Only the Best Will Do

Sunday, January 18, 2009 | View Comments
I think this may be my best post to date, even if it is a little long. I apologize for the length in advance; just stick with it and please comment with your thoughts. It does get just a bit over-dramatic at the end, but I was reaching for a conclusion and couldn't come up with anything that more aptly summed it up.


As Americans, we've come to expect the best. Our prosperity and prominence has allowed us the luxury of always having the newest, the biggest, and the fastest. This attitude is a product of our environment, a trait so innate that we often take what we have for granted. When something fails to measure up to the standards to which we have become so accustomed, we, as a society, almost always summarily reject it. Without a history, without a legacy, without tradition passed from father to son, we simply choose to ignore that which we either don't understand, or deem unworthy of our passion.

Americans are, in a word, jaded.

Not only does our jaded nature cause us to be reviled in many parts of the world, it often keeps us from embracing new and "foreign" ideas.
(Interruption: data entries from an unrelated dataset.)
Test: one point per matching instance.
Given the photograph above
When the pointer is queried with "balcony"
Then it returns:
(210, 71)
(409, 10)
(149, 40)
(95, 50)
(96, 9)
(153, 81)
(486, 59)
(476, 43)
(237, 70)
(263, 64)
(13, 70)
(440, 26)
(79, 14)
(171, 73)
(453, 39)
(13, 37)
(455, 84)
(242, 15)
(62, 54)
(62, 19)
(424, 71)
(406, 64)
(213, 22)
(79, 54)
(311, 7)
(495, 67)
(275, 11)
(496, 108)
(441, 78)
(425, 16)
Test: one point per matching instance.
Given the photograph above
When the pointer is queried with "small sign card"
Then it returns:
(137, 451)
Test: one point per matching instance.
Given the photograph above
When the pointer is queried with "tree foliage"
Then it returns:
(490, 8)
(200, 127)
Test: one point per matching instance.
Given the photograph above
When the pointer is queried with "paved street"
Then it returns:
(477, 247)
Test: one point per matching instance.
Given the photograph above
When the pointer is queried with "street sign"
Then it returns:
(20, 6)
For many Americans, soccer fits this bill. Specifically, MLS fits this bill. Our top level soccer league is not, by anyone's estimation, one of the best leagues in the world. This is matter of fact, a fact which has retarded the growth of the professional game in the U.S. by turning away the average American sports fan.
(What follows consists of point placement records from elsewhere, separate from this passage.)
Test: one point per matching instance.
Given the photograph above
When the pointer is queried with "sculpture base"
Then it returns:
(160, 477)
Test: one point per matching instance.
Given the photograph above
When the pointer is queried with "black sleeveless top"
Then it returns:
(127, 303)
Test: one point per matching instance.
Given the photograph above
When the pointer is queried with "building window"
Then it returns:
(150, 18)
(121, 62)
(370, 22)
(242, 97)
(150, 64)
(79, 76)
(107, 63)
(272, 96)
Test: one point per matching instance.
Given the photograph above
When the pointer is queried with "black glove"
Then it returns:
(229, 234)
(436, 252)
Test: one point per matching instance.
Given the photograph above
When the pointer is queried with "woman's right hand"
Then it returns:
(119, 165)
In the modern connected age, information is no longer at a premium. Soccer fans around the world are able to watch their favorite teams, and therefore their favored leagues, from continents away, while choosing to completely ignore their domestic leagues if they so choose. Many soccer-loving residents of the U.S. (both citizens and ex-pats) do this every week, either adopting a club from another country, or carrying their allegiances with them from their homeland. These potential fans of the professional game here turn their noses up at MLS (the dreaded Eurosnob syndrome), seriously hampering the efforts of those who wish to see the league and the game succeed in this country.
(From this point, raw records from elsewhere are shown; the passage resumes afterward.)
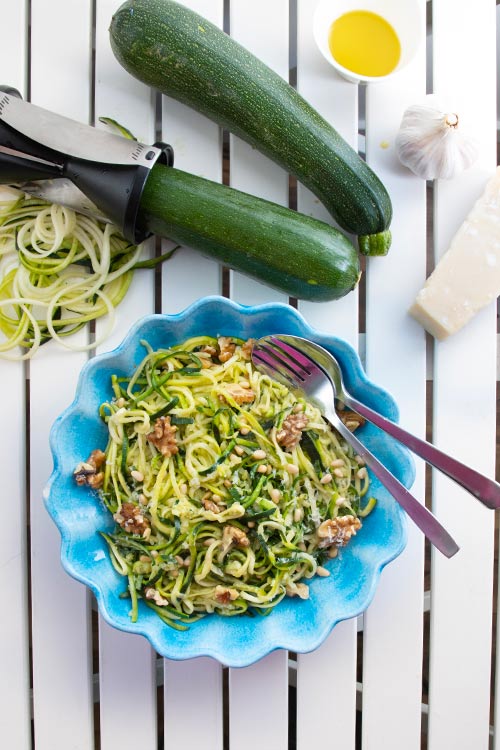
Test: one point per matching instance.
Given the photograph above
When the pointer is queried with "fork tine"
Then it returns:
(296, 355)
(272, 359)
(300, 365)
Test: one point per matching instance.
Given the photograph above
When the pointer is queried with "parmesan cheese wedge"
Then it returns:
(467, 278)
For Joe Six Pack, sitting in his recliner in middle America, this combination of factors is fatal to his potential interest in soccer. There is no question that the sports he follows are played in leagues that are clearly the greatest in the world. His natural disdain as an American for anything second best is buoyed by his ability to see the best in American football, basketball, hockey, and baseball. The NFL is the only game in town for American football, so there's no question of it's supremacy. The NBA and NHL draw players and fans from all over the world, and dwarf leagues abroad in quality and exposure. Major League Baseball continues to draw away the biggest stars from Japan, the only other place where the sport is played on a level remotely comparable to its own. This isn't the case with soccer. Although Joe himself would be new enough to the game that he would likely be unable to pick up on the subtleties that separate the EPL, La Liga, and Serie A (not to mention South American leagues) from the American version, he doesn't give it a chance. He's heard from pundits, from talking heads, from blowhards, and maybe even from friends, that MLS is an inferior product. He knows, or is aware, that the league's salaries often pale in comparison with those in the other sports he follows. The games he might flip by on TV are often played in mostly empty stadiums (which are always full for other sports) on fields that were clearly not made for soccer (the ugly football line problem). Perception is reality for Joe, whether he chooses to embrace the game or not.

What to do? The league itself can do little to improve it's place in the pecking order when it has rightly chosen financial restraint over the free-wheeling spending it would take to rapidly improve quality; the lessons to be learned from the failure of the NASL are clear and important. Salaries will continue to lag behind those in other sports as long as attendances remain mediocre and teams are struggling just to get out of the red. Stadiums built for the game aren't yet the rule, and those already in use are only slowly impacting the aesthetics of play with atmosphere and field conditions. So Joe, along with millions of other sports fans for whom soccer remains a mystery, is unlikely to gravitate towards a league and a sport that is so obviously second rate in comparison to both other American sports leagues and other soccer leagues around the world. Americans just don't do second rate.

Clear answers to this problem elude me. If I wanted to be reactionary, I could just call Americans idiots and wash my hands of those who refuse to see the greatness of soccer and the potential of MLS; if I wanted to be reasonable, I could argue that Americans are simply slow to adapt and will enter the fold eventually. The first attitude is surrender, a way to convince myself that I don't care if the rest of the country learns what I know; that being that soccer is one of the greatest sports on earth, and at the least, worthy of any sports fan's attention. The second attitude is also a type of surrender; a way of throwing in the towel on converting the unconverted, convincing myself that I can be content waiting for professional game to take off in the U.S. Neither leaves me satisfied. There are those out there with a stake in the future of the sport and a love for the game that are attempting to spread the word the best they can; so I'll continue to do my part, small as it may be, to convince sports fans that even though it may not be the best, MLS is good enough.